The Bigger Picture: A Warning About Shared Hosting Security
CVE-2026-41940 is being discussed in some security circles as a “generational” vulnerability — one that reveals a structural weakness in how a significant portion of internet infrastructure is managed and secured. The combination of factors that makes it so serious is not unique to this specific flaw: it is endemic to how shared hosting works.

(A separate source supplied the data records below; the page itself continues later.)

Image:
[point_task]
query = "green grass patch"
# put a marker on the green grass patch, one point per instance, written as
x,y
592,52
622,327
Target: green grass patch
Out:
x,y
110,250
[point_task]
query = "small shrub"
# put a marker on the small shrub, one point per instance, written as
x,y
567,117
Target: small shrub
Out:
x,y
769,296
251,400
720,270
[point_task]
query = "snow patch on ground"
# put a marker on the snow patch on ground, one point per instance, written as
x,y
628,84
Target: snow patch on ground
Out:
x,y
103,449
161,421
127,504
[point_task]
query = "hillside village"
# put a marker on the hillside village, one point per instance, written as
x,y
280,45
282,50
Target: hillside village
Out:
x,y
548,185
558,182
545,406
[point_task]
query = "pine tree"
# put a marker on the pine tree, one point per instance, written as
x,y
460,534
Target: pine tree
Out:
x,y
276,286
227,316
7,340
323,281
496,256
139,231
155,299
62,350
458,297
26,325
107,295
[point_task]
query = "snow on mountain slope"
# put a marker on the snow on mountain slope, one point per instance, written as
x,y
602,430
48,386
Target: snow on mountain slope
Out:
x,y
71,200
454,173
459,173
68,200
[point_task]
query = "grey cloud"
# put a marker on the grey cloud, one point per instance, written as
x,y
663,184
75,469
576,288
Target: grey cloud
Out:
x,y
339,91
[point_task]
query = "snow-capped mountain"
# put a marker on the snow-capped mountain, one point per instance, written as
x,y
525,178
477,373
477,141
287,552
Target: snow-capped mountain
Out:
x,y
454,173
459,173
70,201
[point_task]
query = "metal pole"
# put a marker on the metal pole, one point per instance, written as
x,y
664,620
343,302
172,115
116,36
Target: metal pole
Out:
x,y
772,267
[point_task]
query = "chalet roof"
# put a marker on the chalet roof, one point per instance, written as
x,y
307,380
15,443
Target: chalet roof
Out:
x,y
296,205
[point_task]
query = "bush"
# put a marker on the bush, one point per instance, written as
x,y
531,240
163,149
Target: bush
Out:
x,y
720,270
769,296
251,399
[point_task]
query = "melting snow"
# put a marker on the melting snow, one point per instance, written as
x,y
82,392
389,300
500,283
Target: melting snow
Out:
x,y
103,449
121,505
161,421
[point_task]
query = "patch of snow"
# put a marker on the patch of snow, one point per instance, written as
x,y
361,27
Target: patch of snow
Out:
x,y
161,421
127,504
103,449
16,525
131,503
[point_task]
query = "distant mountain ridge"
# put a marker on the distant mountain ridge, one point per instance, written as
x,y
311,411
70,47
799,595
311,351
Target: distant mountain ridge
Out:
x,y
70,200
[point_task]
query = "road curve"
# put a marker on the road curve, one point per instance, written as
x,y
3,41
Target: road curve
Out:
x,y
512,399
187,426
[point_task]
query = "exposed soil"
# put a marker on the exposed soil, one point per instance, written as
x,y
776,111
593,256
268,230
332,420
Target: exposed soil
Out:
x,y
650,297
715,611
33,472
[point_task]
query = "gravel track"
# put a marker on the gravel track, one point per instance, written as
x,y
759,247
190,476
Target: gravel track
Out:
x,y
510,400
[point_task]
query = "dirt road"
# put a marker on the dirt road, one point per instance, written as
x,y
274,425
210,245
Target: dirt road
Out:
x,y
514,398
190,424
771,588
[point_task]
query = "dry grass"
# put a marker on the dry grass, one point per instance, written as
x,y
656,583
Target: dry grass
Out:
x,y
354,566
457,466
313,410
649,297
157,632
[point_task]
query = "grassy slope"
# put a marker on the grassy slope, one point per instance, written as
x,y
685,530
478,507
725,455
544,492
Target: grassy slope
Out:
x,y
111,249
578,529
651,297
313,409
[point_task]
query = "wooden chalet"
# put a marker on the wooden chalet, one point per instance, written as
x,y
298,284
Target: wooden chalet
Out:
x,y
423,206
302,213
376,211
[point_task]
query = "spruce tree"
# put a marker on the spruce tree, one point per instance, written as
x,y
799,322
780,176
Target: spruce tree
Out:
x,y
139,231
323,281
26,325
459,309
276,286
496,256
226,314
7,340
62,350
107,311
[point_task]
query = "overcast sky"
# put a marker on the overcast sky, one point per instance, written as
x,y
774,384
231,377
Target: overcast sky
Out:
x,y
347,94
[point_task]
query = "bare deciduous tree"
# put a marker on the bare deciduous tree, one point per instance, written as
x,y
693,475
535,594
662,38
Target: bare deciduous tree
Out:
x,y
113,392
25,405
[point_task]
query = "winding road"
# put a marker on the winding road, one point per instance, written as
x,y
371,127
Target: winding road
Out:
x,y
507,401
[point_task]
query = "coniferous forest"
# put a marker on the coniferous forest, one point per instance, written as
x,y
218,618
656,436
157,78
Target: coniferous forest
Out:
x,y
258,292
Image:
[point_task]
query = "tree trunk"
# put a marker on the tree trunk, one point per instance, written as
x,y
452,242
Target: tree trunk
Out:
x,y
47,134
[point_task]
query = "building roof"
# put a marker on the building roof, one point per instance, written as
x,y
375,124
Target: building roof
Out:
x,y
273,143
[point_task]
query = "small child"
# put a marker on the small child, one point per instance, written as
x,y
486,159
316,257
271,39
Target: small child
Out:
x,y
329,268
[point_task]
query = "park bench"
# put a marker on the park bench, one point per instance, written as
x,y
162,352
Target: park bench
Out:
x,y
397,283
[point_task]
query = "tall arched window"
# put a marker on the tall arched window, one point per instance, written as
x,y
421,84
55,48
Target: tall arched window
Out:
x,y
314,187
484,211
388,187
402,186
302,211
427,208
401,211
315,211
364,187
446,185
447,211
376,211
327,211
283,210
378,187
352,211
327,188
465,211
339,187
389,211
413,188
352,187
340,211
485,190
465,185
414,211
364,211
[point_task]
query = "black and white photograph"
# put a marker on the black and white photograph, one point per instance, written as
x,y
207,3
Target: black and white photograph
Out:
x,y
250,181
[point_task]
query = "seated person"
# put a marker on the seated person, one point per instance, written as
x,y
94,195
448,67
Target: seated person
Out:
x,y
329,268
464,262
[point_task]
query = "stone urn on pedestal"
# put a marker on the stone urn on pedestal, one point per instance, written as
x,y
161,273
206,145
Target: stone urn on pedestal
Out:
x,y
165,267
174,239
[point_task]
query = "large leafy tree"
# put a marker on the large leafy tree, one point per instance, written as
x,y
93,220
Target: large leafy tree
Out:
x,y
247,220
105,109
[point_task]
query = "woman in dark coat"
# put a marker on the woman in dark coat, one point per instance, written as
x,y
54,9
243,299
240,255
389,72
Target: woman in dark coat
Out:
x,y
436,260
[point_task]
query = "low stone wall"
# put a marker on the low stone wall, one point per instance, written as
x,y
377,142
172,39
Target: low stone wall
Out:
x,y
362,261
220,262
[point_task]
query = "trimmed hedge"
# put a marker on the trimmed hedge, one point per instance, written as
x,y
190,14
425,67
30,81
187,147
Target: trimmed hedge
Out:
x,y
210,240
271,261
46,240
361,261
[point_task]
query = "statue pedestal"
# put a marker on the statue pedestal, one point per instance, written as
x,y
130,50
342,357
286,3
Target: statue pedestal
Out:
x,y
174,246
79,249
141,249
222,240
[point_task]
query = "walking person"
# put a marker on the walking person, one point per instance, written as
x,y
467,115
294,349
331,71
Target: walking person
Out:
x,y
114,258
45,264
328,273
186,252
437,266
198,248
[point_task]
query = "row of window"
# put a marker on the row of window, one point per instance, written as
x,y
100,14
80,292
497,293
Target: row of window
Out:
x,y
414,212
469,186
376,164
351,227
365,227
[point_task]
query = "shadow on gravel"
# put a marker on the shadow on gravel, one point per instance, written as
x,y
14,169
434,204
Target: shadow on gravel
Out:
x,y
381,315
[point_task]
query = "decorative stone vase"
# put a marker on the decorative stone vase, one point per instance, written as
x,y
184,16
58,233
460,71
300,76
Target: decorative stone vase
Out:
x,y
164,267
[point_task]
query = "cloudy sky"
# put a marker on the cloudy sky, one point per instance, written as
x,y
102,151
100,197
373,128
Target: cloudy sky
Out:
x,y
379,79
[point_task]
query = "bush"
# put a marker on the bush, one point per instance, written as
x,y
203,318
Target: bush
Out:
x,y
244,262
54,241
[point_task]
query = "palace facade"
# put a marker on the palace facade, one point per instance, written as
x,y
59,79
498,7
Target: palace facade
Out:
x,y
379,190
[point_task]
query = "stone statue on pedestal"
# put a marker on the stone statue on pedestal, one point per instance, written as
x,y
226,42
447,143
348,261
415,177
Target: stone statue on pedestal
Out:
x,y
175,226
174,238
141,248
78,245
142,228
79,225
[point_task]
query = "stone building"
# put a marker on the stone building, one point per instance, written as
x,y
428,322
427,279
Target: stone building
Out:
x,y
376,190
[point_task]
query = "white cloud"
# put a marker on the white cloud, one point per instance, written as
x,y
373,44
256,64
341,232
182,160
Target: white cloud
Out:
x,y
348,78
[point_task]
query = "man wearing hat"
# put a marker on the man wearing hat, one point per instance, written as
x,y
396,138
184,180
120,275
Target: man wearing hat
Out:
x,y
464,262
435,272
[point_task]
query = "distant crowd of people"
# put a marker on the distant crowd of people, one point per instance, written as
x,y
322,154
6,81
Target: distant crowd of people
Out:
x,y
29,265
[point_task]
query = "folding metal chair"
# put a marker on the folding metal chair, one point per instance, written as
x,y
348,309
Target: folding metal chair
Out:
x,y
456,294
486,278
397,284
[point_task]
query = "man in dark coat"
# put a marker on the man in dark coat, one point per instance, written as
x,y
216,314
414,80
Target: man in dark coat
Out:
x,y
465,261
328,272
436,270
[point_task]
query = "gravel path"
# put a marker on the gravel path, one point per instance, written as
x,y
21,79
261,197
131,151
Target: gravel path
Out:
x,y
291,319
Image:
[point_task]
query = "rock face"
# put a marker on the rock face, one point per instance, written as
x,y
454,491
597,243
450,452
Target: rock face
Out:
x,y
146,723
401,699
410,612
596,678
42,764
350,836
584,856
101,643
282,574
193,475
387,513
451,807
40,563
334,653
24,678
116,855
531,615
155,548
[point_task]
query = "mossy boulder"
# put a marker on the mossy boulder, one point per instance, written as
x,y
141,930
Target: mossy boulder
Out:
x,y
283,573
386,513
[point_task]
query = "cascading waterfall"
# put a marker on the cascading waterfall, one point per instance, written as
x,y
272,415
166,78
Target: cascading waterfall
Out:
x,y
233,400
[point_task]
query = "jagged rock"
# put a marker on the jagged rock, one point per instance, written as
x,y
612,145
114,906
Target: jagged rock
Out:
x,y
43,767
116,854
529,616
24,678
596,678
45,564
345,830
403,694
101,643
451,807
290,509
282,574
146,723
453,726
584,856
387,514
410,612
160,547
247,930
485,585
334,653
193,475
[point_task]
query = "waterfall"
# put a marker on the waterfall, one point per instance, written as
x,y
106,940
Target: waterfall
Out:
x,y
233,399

Shared hosting — where multiple website owners’ sites run on the same physical or virtual server — is the dominant model for hosting small and medium-sized websites globally. It is cost-effective and easy to use. Its security model, however, is fundamentally asymmetric: a single vulnerability in the management plane affects every site on the server simultaneously. A small business owner hosting their site on a shared server has made no security choices that could protect them from a flaw in the hosting provider’s cPanel installation. They are entirely dependent on their provider.
Canada’s national cybersecurity agency made this dependency explicit in its CVE-2026-41940 advisory: “Successful exploitation of CVE-2026-41940 could allow an attacker to modify server configurations and potentially compromise all websites on shared hosting servers.” For the hosting industry, that is a sobering read. For the individual website owners who have no idea their hosting infrastructure runs on cPanel, it is the kind of statement that should prompt a direct question to their provider: are you patched?
The Skeleton Key Is Out There — But the Lock Has Been Changed
CVE-2026-41940 is patched. The fix has existed since April 28, 2026, and any server running an updated cPanel build is no longer vulnerable. That is the most important fact in this story — and it is the fact that separates the servers that will be compromised in the weeks ahead from those that will not.
The patch availability does not undo the 65 days of zero-day exploitation that preceded it, and it does not protect the servers that have not yet applied it. The proof-of-concept is public. The ransomware campaign is running. The CISA deadline has passed. For unpatched systems, CVE-2026-41940 is not a theoretical risk — it is an active, weaponised attack vector being used by both opportunistic criminals and more sophisticated threat actors right now.
The lesson for the hosting industry — and for anyone whose online presence depends on shared hosting infrastructure — is that the security of your website is inseparable from the security of the server management software your provider uses, and from how quickly that provider responds when something goes catastrophically wrong. CVE-2026-41940 has tested that response. Most major providers passed — quickly, decisively, at real cost to their own operations. The question for every remaining unpatched server is how much longer it will take to pass the same test.